Michael Pollan, author of Omnivor’s Dilemma and Food Rules: An Eater’s Manual, coined the term “edible non-food.” It is a way of grouping foods by whether or not they generally support health or are human-created foods that don’t provide a benefit to the body. Some examples of edible non-food might be soda and diet soda, cheese puffs, Pringles, etc You have probably heard a recommendation to shop for groceries on the outside of the grocery store to find the least processed most “whole” foods. This is where you will find fruits, vegetables, eggs, dairy, meat, etc. It is these minimally processed foods that Pollan is considering “food.” In order to be healthy this concept doesn’t need to be taken to the extreme but the general idea of it can’t be ignored.

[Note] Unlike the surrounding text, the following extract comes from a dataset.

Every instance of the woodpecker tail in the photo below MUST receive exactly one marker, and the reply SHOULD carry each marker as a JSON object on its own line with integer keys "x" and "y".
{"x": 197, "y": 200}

When discussing this concept with my pediatric patients I ask them “between Elmer’s glue and Cheetos which one is a food?” Of course they always say Cheetos. I point out that they both can be eaten without causing an immediate health problem. One is marketed as food and one as school supplies. I would argue they are just about as equally “good for you.” This is a silly example but I’m trying to make the point that just being edible isn’t a good enough definition to determine that something is food.
Some questions to ask when you are deciding if something is food vs edible non-food are:
- Did nature make this or a factory?
- Do I recognized all of the ingredients listed in the ingredient list?
- Is the purpose of this food entertainment or nutrition?
- Does the packaging make health claims or seem to be convincing you of something?